Re: notes on use cases from Dave Reynolds on 2003-04-08 (www-rdf-dspace@w3.org from April 2003)

From: Dave Reynolds <der@hplb.hpl.hp.com>
Date: Tue, 08 Apr 2003 14:01:47 +0100
To: "Butler, Mark" <Mark_Butler@hplb.hpl.hp.com>
CC: "'SIMILE public list'" <www-rdf-dspace@w3.org>
Message-ID: <3E92C83B.A9FC9D11@hplb.hpl.hp.com>
"Butler, Mark" wrote:
> 
> > 3.2.6
> >
> > I am made nervous by the discussion of inferencing search.  This
> > formulation takes a tractable database problem and turns it into an
> > NP-hard or even undecidable computational nightmare.
> 
> I'm not an expert on Description Logics, but I thought the point of DL's
> were they ensured the problems were not NP-hard (although Jeremy Carroll,
> our OWL WG member here at HP has expressed some concern recently about
> whether this is true in the current version of OWL). Have I misunderstood
> something here?

Description Logics are indeed more tractable than full first order predicate
calculus, they are decidable where FOPC is undecidable. 

David is right that they can still be hard. Complete OWL-lite inference is, I
believe, EXPTIME (i.e. worse than NP) and OWL-DL is NEXPTIME (i.e. quite a bit
worse than that). However, For languages of the complexity of OWL-lite up to
nearly all of OWL-DL there are working systems that give effective answers in
short time on substantial datasets - i.e. there are demonstrations that they are
tractable in practice, even though the worst case complexity is horrible. This
is not true for the whole of OWL-DL - tractable implementation of that is a
research issue.

But ... for SIMILE there are lots of possible uses for inference and
corresponding methods of providing it that are entirely tractable.

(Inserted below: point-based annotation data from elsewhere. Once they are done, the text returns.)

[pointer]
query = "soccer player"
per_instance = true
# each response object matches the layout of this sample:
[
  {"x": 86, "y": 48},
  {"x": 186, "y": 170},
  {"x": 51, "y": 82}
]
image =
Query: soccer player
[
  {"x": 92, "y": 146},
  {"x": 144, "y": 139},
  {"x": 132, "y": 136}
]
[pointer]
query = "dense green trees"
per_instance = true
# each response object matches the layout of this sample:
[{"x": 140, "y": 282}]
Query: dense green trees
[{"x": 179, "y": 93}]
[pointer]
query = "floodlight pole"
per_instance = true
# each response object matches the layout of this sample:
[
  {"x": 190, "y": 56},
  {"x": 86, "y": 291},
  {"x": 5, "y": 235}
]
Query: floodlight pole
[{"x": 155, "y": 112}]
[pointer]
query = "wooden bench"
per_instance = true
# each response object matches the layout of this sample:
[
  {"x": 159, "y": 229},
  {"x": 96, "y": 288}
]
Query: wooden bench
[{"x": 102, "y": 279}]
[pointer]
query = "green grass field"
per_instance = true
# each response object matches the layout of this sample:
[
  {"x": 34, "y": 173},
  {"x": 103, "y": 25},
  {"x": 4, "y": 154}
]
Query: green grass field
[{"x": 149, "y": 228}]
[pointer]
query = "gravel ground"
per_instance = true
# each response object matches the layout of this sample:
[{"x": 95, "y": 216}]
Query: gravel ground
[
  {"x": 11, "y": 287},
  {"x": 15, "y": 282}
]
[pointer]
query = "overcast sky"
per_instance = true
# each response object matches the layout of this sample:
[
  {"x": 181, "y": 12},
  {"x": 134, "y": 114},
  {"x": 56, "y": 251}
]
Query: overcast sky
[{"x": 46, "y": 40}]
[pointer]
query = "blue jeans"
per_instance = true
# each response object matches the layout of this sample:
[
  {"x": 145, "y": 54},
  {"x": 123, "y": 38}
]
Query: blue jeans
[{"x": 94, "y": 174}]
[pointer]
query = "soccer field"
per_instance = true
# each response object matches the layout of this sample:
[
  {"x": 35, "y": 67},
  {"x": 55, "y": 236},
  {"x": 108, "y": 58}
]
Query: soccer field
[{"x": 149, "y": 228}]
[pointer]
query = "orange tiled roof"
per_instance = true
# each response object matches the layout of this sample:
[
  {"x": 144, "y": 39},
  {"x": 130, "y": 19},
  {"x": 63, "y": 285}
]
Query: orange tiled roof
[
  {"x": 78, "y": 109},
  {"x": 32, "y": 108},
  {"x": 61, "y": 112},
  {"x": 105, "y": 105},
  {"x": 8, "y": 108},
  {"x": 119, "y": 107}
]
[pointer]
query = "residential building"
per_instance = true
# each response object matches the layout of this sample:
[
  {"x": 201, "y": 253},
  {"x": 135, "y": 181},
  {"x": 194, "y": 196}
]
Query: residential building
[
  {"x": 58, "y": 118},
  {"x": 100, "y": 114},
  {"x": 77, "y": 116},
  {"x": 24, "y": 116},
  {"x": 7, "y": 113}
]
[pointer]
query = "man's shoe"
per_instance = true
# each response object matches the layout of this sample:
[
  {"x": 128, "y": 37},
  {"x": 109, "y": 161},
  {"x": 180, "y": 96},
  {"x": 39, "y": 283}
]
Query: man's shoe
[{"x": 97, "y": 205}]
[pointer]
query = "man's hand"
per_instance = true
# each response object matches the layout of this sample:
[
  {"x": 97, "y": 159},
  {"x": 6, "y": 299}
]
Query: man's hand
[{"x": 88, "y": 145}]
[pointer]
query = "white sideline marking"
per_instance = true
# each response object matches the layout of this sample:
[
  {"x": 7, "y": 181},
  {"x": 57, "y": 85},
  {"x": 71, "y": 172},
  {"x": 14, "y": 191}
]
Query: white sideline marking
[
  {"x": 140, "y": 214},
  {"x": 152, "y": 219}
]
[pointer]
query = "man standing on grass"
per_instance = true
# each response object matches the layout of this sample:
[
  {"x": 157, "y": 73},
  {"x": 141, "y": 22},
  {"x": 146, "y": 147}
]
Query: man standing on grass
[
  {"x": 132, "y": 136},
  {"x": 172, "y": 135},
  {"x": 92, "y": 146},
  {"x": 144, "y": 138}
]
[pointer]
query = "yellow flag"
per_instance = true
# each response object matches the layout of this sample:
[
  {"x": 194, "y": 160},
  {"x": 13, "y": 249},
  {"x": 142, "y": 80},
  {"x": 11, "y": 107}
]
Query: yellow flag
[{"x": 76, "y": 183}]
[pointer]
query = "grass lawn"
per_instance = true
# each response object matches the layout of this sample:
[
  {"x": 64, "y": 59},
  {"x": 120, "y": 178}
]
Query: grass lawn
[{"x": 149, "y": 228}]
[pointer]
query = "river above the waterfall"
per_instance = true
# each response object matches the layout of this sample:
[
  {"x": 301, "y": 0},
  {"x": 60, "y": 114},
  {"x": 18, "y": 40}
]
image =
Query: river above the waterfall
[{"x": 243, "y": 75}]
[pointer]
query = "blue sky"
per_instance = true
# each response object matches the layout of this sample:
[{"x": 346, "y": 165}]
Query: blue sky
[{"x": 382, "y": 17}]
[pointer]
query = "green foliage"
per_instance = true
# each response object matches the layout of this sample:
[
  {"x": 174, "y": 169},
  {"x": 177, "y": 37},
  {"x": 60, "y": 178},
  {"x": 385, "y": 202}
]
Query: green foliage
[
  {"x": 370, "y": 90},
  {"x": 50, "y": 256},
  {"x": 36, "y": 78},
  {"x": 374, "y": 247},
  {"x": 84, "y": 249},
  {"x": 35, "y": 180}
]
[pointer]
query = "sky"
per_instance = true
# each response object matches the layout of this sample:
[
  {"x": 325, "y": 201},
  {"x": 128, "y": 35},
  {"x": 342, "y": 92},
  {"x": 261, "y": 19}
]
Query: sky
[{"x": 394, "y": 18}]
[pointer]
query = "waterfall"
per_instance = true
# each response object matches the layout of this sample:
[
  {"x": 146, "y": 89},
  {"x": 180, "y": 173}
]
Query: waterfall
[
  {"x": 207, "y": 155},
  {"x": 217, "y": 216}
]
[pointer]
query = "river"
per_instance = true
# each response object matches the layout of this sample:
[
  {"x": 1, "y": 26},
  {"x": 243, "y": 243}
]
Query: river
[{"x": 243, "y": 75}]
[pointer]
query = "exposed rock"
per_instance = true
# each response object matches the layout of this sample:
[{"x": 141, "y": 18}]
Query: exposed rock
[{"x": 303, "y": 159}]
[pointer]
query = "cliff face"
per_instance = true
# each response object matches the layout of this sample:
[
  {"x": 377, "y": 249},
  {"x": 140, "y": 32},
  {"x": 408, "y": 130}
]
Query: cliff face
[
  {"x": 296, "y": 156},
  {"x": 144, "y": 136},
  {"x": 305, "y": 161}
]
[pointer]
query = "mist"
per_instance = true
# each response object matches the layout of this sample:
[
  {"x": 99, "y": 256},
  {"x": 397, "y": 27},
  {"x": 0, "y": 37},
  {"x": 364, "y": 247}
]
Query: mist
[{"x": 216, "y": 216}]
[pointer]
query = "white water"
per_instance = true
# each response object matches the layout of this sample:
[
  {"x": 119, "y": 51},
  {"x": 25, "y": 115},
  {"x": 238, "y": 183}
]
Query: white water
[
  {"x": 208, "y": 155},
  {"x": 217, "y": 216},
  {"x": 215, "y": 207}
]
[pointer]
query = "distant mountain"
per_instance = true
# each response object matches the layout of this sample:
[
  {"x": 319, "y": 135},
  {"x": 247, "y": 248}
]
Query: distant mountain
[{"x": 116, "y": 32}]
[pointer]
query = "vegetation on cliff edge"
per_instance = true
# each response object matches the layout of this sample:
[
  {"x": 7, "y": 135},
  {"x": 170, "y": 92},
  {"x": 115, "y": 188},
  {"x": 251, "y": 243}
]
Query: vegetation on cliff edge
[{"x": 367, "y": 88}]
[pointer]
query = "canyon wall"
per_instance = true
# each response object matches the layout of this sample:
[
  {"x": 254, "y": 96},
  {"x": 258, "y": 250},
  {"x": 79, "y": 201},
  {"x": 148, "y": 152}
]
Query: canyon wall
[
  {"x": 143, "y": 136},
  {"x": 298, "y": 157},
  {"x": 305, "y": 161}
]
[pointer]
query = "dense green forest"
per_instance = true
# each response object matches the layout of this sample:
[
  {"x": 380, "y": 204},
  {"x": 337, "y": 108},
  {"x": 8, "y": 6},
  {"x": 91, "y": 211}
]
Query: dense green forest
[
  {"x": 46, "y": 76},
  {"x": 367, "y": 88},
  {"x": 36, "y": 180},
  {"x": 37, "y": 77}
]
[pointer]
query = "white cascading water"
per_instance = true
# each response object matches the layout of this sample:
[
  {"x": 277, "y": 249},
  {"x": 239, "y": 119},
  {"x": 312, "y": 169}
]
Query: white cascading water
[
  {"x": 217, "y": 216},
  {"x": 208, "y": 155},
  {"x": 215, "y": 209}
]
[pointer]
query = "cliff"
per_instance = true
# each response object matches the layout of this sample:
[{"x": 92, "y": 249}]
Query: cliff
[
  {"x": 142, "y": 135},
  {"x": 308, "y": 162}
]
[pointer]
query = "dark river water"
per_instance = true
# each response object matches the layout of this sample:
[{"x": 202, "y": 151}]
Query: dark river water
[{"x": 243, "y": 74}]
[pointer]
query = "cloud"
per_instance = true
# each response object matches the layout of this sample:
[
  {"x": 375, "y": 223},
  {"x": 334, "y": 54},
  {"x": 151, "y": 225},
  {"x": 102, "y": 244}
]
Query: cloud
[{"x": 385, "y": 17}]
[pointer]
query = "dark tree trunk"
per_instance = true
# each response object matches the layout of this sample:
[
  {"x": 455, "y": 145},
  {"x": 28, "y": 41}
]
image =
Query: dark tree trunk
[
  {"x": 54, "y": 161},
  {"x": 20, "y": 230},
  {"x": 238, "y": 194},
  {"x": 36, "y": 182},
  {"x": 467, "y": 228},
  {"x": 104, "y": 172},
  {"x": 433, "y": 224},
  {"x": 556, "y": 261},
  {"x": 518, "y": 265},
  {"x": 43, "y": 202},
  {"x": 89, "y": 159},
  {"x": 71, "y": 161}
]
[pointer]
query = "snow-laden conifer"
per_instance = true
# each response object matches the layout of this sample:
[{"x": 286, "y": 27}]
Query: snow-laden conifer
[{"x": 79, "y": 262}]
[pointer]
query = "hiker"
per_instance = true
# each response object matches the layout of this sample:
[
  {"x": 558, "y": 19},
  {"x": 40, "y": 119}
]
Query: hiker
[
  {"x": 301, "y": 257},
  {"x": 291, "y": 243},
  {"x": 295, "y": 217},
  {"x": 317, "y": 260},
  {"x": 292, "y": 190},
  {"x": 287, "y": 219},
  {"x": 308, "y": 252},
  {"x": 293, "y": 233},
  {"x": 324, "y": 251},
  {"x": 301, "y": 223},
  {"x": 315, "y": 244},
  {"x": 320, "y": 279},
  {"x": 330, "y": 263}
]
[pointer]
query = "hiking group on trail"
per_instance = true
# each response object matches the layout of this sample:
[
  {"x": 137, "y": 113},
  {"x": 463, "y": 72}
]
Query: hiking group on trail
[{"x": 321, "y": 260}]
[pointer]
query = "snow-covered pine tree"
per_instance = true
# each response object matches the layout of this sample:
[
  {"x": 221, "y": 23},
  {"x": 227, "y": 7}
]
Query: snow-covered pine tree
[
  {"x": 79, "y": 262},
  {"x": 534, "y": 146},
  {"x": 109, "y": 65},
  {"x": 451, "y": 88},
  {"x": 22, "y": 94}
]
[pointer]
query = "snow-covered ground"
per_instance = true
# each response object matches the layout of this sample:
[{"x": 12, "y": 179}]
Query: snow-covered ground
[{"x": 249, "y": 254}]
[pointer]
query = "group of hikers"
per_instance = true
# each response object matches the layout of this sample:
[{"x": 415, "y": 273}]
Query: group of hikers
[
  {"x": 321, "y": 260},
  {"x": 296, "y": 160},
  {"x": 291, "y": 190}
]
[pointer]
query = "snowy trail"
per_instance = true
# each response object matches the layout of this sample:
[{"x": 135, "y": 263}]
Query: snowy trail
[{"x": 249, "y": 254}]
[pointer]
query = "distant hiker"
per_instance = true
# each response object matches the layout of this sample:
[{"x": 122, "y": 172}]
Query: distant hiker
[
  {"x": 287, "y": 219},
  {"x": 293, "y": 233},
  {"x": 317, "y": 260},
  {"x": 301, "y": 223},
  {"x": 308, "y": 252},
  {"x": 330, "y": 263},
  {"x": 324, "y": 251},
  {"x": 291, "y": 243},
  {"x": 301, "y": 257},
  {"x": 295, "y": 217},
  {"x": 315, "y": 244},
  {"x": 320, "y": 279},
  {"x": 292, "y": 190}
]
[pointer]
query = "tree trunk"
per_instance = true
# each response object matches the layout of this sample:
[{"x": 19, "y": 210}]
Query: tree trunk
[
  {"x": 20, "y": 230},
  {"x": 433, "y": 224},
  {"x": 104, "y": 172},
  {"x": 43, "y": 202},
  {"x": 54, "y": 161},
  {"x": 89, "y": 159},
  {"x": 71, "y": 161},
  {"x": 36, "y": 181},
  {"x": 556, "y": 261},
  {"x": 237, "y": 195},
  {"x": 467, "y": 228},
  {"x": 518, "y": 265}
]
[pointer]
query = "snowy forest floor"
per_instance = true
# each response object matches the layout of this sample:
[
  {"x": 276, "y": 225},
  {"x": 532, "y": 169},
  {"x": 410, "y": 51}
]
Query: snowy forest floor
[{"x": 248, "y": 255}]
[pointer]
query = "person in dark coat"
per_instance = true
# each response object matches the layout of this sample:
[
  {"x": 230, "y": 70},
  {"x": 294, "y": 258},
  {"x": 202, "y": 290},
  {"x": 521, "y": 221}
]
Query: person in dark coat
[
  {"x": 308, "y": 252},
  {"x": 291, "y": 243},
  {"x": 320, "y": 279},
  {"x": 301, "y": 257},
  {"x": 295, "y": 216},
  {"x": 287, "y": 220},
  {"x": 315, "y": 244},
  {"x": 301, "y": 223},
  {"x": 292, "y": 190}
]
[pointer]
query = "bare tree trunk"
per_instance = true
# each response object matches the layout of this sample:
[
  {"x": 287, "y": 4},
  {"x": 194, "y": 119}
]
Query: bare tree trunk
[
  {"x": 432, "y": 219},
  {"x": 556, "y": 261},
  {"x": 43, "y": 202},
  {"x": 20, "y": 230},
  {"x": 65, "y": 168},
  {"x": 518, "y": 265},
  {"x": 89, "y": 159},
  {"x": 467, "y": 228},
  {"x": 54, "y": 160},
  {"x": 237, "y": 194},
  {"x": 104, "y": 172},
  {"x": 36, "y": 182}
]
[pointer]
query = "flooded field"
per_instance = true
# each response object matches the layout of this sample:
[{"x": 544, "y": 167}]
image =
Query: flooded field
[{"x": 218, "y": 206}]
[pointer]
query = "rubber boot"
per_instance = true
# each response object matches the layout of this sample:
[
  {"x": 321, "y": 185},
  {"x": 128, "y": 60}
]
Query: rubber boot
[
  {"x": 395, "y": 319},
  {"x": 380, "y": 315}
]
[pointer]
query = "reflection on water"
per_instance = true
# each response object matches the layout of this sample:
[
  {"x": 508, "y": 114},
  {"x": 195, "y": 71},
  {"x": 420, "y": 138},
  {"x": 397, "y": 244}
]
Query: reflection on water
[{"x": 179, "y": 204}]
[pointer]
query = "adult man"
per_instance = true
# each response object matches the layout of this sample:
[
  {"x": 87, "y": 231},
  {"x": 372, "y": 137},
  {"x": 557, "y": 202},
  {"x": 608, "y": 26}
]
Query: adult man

First, I suspect a lot what you need for SIMILE will reduce to
subClass/subProperty processing, transitive closures and simple inheritance
style processing. These are typically polynomial time problems or at least
tractable in practice.

Second, beyond these core RDFS-style inferences, more can be achieved though
rule systems which are again polynomial complexity. Grosof, Horrocks et al have
demonstrated that an interesting fraction of DL constructs can be directly
translated to a rule-based formulation. This is one of the approaches we are
taking for our own OWL support in Jena2. Such rules can often by layered ontop
of a database.

Third, I suspect that many of the important inferences can be eagerly evaluated
and cached so that the search is over a fully materialized view rather than
having to do inference on the fly. There is always a space/time trade off but
there are important inferences (e.g. creating a concept taxonomy or concept
recognition) that have high reusability and low cost to store.

> I came up with what I think is a helpful analogy here: we can consider
> description logics and inferencing as a form of information compression i.e.
> we can reduce a set of triples to a compressed form (the ontology) and then
> we can retrieve the uncompressed version (the ontology and the entailments)
> via an algorithm. We perform the compression for two reasons: firstly to
> simplify the task of description, and secondly to reduce the amount of
> memory required for representation. 

Its the saving on human effort, simplifying the description task, which I think
is the critical value here. You are right that you could think of this as
information compression but the saving-memory aspect is a less convincing value.

Other potential values of inference include:
  o mapping from one form (ontology) to another,
  o ability to combine data from multiple sources and explore consequences 
    (if the consequences stem from interactions between the two sources then 
    neither source would have been able to supply the entailments in ground 
    form), 
  o ability to post-hoc extend a schema and have consequences automatically 
    created (see earlier discussion on open schemas),
  o ability to fill in the blanks in data (validation tells you something 
    is missing, inference may be able to fill in the missing fields, at 
    least enough to be able to work with the data).

Dave
Received on Tuesday, 8 April 2003 09:02:30 UTC